GUANDARU GATUNGU………………..........…………2ND RESPONDENT

ESTHER WAMUYU PAUL………………..........………3RD RESPONDENT

RULING

By a summons in general form dated 6th June 2014, the applicant sought to have this honourable Court expunge from the record all proceedings in this cause since 8th October, 1991 to date; he also sought to have an order to the effect that this cause proceeds in accordance with the provisions of the Law of Succession Act, Cap 160 and that the costs of the application be in the cause.

According the affidavit he filed in support of the summons, that applicant deposed that he filed this cause on 21st March, 1991. One Regina Wanjugu (deceased) filed an objection to the grant of letters of administration but that the said objection was never heard.

On the 8th October, 1991, the court referred the matter for arbitration by the elders under the chairmanship of the District Officer, Mathira Division. The elders made their award which was subsequently adopted as the judgment of the court on 26th March, 1993.

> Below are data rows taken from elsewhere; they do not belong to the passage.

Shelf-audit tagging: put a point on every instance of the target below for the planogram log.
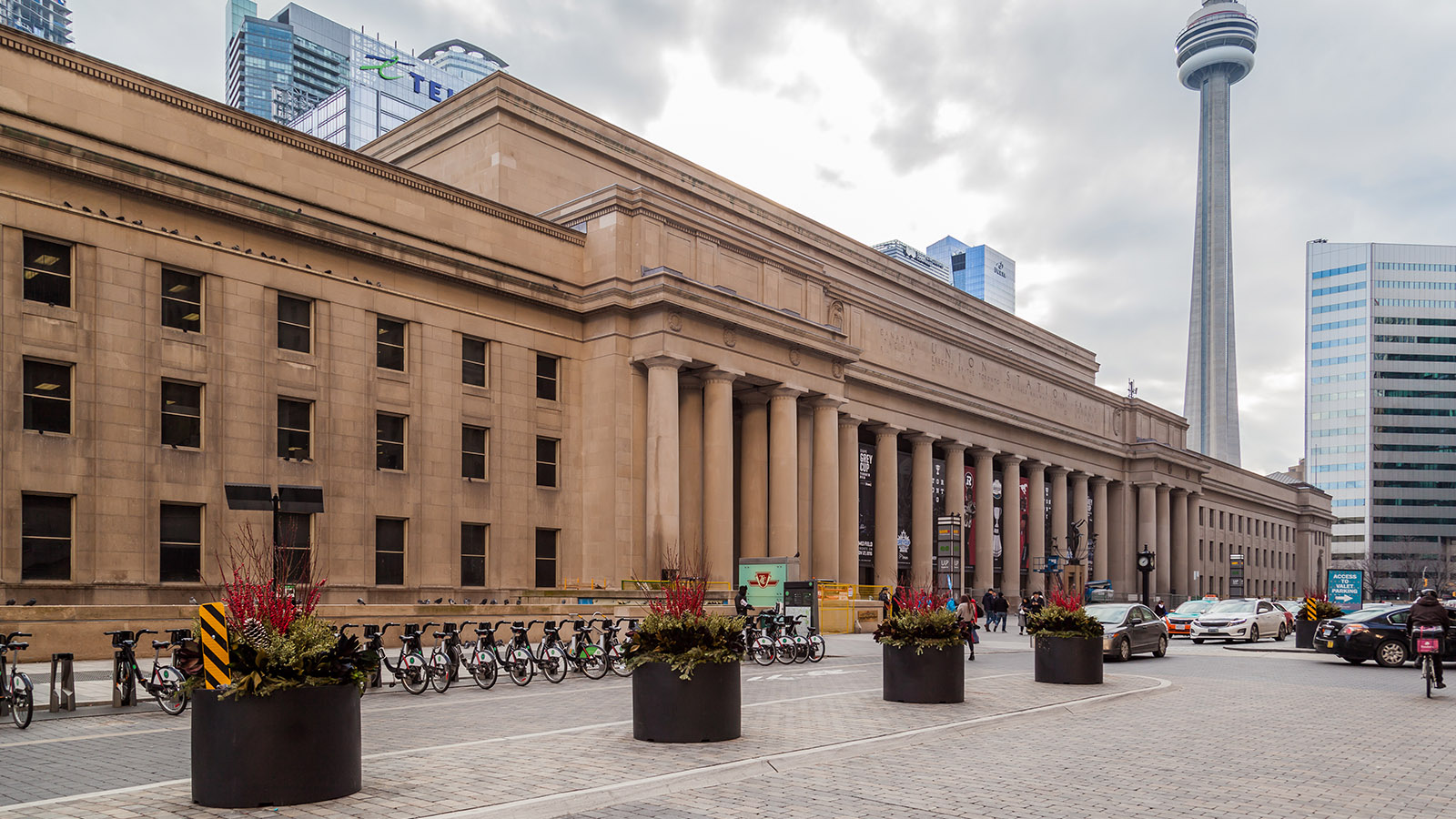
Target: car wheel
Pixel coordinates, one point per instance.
(1390, 653)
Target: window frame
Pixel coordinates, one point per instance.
(169, 300)
(34, 274)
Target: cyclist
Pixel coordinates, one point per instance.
(1429, 611)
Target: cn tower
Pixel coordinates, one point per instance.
(1215, 51)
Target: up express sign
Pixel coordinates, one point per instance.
(392, 69)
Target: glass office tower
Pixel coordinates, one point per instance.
(1380, 407)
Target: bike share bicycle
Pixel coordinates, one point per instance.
(16, 691)
(165, 682)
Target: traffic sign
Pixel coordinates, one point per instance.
(1346, 588)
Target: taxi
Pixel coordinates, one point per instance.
(1179, 620)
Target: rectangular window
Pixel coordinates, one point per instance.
(472, 552)
(182, 300)
(546, 369)
(295, 547)
(390, 344)
(472, 452)
(389, 442)
(295, 324)
(47, 397)
(181, 414)
(181, 544)
(472, 361)
(46, 537)
(546, 453)
(546, 559)
(389, 551)
(47, 273)
(295, 429)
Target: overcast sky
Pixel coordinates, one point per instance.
(1052, 130)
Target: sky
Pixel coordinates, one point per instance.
(1052, 130)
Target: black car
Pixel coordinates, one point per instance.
(1370, 634)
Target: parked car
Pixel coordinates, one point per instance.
(1130, 629)
(1179, 620)
(1245, 618)
(1370, 634)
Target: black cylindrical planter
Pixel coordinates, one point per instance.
(1305, 632)
(708, 707)
(288, 748)
(1074, 661)
(934, 675)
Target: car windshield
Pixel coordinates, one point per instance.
(1232, 606)
(1108, 615)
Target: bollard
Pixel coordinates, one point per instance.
(63, 682)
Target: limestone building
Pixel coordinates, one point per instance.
(521, 347)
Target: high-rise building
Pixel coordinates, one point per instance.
(979, 270)
(1380, 407)
(1215, 51)
(43, 18)
(319, 76)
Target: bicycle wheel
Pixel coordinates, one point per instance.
(616, 662)
(414, 675)
(553, 663)
(523, 666)
(485, 669)
(169, 690)
(815, 649)
(22, 700)
(762, 652)
(593, 662)
(440, 668)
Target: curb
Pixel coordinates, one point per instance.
(604, 796)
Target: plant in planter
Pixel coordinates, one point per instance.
(684, 683)
(288, 729)
(1067, 642)
(922, 649)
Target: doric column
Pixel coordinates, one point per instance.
(662, 523)
(753, 481)
(784, 471)
(956, 493)
(1178, 584)
(1148, 532)
(848, 499)
(826, 489)
(718, 474)
(922, 511)
(1165, 547)
(1103, 566)
(985, 516)
(691, 470)
(1011, 526)
(887, 504)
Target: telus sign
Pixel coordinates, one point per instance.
(388, 66)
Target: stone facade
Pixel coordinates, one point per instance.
(705, 365)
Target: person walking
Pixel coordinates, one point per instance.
(967, 611)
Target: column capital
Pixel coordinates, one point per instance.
(662, 360)
(720, 373)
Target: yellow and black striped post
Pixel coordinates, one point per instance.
(215, 646)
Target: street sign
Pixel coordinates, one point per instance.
(1346, 588)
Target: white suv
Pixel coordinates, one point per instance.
(1247, 618)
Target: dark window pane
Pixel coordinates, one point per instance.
(47, 398)
(390, 344)
(181, 300)
(546, 368)
(472, 361)
(181, 414)
(295, 324)
(47, 273)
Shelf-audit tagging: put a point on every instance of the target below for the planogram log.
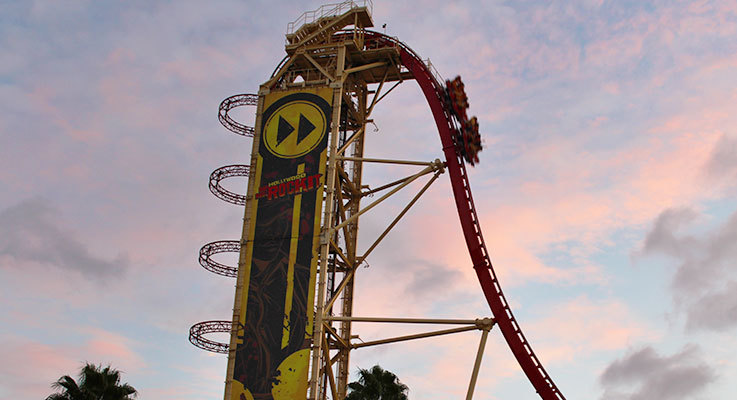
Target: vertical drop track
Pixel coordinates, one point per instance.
(434, 92)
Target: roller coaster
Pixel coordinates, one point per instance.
(331, 47)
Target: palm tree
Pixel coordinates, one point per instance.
(95, 383)
(377, 384)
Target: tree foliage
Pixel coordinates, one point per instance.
(94, 383)
(377, 384)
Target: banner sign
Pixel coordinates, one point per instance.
(272, 355)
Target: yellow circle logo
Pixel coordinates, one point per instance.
(295, 128)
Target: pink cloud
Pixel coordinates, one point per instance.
(29, 367)
(581, 327)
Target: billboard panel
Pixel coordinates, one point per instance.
(282, 249)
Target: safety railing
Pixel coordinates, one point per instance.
(328, 10)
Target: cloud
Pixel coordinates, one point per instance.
(722, 163)
(30, 232)
(588, 327)
(705, 278)
(680, 376)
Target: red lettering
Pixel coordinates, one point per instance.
(273, 192)
(299, 185)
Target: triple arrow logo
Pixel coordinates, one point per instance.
(294, 126)
(285, 129)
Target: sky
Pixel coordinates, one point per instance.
(606, 192)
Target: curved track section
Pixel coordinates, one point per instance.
(222, 246)
(435, 94)
(228, 171)
(198, 331)
(231, 103)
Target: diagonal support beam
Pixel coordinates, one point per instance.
(318, 66)
(411, 179)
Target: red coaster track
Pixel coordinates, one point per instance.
(435, 94)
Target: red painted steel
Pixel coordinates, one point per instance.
(434, 93)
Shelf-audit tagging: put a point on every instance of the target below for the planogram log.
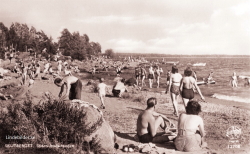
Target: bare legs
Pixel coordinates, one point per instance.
(175, 102)
(150, 83)
(161, 137)
(158, 81)
(142, 81)
(185, 101)
(102, 100)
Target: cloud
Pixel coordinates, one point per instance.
(167, 26)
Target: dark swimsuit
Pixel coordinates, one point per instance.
(175, 89)
(150, 76)
(75, 90)
(145, 138)
(188, 93)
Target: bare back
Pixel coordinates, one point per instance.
(143, 121)
(188, 82)
(189, 124)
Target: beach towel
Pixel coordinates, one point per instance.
(75, 90)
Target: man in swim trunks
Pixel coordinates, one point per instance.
(73, 87)
(188, 83)
(143, 76)
(119, 88)
(149, 121)
(174, 85)
(151, 76)
(137, 74)
(190, 129)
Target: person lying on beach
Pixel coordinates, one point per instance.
(119, 88)
(73, 87)
(102, 87)
(190, 129)
(149, 121)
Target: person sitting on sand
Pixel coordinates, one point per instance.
(149, 121)
(24, 73)
(210, 78)
(119, 88)
(102, 87)
(73, 87)
(190, 129)
(234, 80)
(174, 88)
(188, 83)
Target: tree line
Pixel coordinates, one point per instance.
(19, 37)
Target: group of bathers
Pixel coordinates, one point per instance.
(186, 93)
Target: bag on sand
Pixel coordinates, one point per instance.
(103, 134)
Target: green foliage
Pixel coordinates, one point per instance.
(50, 122)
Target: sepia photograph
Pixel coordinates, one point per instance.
(124, 76)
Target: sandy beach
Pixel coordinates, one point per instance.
(121, 113)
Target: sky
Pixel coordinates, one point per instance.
(188, 27)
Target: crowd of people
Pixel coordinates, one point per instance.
(190, 136)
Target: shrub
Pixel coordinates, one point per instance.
(50, 122)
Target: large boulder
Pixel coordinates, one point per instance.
(79, 123)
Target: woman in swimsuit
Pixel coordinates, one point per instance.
(188, 83)
(158, 72)
(151, 76)
(234, 80)
(190, 129)
(143, 75)
(174, 87)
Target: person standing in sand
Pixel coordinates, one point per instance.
(101, 87)
(137, 74)
(174, 88)
(72, 85)
(234, 80)
(143, 76)
(149, 121)
(59, 67)
(158, 72)
(151, 76)
(188, 83)
(119, 88)
(190, 129)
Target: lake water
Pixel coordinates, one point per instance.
(223, 68)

The applicant filed an application to set aside the award but that application was rejected on 26th March, 1993.

It is now the applicant’s position that the procedure for determining matters succession was not followed. According to him the objection raised by Regina Wanjugu ought to have been heard and a grant of representation thereafter made before it could eventually be confirmed. Without following this procedure, so the applicant has deposed, the proceedings are a nullity and void.

Francis Gatere Gatungu swore a replying affidavit on his own behalf and on behalf of the rest of the respondents. Mr Gatungu swore that the issue of distribution of the deceased’s assets was referred to arbitration and the award thereof was adopted as the judgment of the court on 26th March, 1993. The applicant’s efforts to set aside the award were rejected. And even after he filed an appeal against the rejection, he did not follow it through but withdrew it on 31st October, 2007.

It is the respondent’s view that the applicant’s application is in bad faith and is only intended to circumvent the execution of the judgment entered in the cause in 1993, more so considering that the applicant has taken more than two decades to file and prosecute this application. The respondents’ position is that the estate should be distributed in accordance with the judgment that is already on record.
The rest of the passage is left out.